Tous les pilotes étaient bien conscients des énormes efforts de la coalition pour améliorer les voies de communication dans la vallée du Pech afin de gagner la reconnaissance des villageois et le pont Malkana qui reliait Managai à l’autre rive en faisait partie. Les lourdes poutres de bois venaient tout juste d’être restaurées.
— Gangster Deux, bien reçu.
Le pilote du premier Apache vira vers le pont, donnant à l’artilleur installé à l’avant une vue dégagée de la cible. Celui-ci activa le viseur laser et se verrouilla sur le taliban. Le terroriste avait pris position au milieu du pont.
— Engagement !
Le missile Hellfire quitta son logement à tribord dans un nuage de flammes et de fumée, ses ordinateurs recevant les coordonnées du système radar embarqué. Quelques secondes plus tard, le pont explosa et les tirs cessèrent.
Alors qu’ils survolaient la cible détruite, O’Connor se pencha par la porte ouverte pour contempler les dégâts. Le centre du pont avait complètement disparu, les deux extrémités pendaient lamentablement vers la rivière. Les ingénieurs qui avaient achevé sa reconstruction ne les remercieraient guère.
Quelques minutes plus tard, le Black Hawk vira à nouveau brutalement et ils s’engagèrent enfin dans la terrible vallée de Korengal. Ici, le lit de la rivière s’étirait au fond d’une gorge encaissée, coincée entre des montagnes boisées et escarpées aux sommets enneigés. Les huttes en pierre des rares villages isolés semblaient tenir en équilibre sur les flancs des falaises.
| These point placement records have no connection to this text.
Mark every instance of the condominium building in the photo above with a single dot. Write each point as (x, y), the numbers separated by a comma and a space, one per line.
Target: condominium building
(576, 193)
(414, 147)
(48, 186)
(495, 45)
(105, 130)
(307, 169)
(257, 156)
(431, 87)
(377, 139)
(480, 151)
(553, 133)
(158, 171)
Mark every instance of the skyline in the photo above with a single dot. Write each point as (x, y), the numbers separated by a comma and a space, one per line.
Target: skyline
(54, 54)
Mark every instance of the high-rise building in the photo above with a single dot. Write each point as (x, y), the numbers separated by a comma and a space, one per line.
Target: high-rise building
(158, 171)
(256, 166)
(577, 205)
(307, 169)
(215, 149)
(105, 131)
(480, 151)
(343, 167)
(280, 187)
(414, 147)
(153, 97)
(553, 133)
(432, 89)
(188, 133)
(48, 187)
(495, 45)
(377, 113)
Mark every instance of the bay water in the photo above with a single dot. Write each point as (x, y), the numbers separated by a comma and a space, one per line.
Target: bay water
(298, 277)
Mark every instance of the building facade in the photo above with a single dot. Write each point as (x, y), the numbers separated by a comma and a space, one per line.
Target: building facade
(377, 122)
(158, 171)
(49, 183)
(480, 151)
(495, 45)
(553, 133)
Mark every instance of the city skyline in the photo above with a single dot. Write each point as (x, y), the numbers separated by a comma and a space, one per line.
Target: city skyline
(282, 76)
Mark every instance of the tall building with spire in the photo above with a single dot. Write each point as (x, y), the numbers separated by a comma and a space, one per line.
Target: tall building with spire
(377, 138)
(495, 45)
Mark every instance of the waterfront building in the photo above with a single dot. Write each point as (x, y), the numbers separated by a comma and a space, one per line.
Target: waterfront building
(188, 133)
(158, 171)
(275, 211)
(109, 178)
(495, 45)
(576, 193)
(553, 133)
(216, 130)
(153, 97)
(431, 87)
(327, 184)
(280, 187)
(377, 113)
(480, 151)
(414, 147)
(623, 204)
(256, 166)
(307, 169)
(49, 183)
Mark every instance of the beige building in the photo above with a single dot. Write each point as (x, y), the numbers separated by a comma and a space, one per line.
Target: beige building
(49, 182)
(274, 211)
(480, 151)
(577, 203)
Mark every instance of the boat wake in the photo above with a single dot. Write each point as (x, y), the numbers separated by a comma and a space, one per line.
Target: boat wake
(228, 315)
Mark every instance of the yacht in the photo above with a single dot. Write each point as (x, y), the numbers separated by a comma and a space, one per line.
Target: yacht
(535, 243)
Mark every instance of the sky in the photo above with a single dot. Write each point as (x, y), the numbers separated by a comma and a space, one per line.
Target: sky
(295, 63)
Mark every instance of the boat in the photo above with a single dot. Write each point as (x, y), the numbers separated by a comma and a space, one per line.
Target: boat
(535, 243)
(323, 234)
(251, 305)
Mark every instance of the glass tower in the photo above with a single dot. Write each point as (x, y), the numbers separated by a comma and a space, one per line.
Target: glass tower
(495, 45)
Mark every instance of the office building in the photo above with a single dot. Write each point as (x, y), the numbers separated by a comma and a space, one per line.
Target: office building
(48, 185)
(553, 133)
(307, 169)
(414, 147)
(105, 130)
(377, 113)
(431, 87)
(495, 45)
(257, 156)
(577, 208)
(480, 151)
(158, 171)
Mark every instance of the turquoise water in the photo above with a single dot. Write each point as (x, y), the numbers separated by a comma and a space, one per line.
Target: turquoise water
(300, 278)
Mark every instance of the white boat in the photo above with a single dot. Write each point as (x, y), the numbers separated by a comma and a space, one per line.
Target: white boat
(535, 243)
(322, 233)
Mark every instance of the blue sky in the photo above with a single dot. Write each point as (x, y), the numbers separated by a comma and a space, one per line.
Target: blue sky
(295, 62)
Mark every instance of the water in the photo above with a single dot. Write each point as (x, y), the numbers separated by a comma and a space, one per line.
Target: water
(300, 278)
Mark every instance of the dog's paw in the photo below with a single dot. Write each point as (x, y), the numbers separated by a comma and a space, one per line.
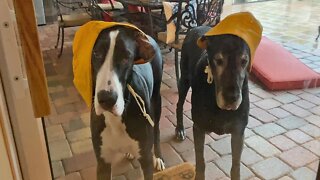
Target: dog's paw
(180, 134)
(158, 164)
(128, 156)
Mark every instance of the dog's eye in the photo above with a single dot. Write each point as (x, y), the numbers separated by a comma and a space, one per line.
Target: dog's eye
(219, 62)
(98, 56)
(244, 62)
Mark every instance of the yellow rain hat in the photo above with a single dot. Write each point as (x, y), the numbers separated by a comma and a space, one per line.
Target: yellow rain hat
(83, 43)
(243, 25)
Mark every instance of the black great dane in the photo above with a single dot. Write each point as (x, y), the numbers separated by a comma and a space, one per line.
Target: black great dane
(126, 99)
(215, 63)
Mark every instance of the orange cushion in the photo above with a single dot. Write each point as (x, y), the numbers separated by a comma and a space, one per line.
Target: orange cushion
(278, 69)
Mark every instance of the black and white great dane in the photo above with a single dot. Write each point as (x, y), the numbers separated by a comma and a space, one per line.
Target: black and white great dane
(118, 125)
(221, 106)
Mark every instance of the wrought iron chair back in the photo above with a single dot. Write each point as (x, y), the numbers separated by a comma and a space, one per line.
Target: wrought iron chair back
(193, 13)
(70, 14)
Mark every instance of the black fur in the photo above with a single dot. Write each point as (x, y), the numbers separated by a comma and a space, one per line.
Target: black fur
(206, 114)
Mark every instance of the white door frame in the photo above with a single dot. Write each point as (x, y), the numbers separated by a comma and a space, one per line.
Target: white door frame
(27, 131)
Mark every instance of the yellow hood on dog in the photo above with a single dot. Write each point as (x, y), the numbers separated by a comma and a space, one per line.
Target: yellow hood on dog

Le pilote du premier Black Hawk immobilisa soudain son appareil au-dessus de l’ancien avant-poste désormais abandonné. Le chef mécano lança l’épaisse corde par la porte et la regarda se dérouler jusqu’au sol 10 mètres plus bas. Se retournant, il leva le pouce à l’intention d’O’Connor. Saisissant la corde avec ses mains gantées, celui-ci se laissa glisser. Le reste de son équipe le suivit, les hommes se déployant aussitôt pour occuper leurs positions malgré les puissants tourbillons provoqués par les hélices du Black Hawk.
— Aux abris !
L’alerte venait d’être lancée du coin le plus éloigné de la clairière. Une mitrailleuse – des talibans ou Al-Qaida – les prenait pour cible depuis une crête sur l’autre rive. Puis une deuxième entra en action… et une troisième. Les balles traçantes, issues de trois sources différentes, zébraient la nuit.
Eh bien, voilà qui promet, songea O’Connor.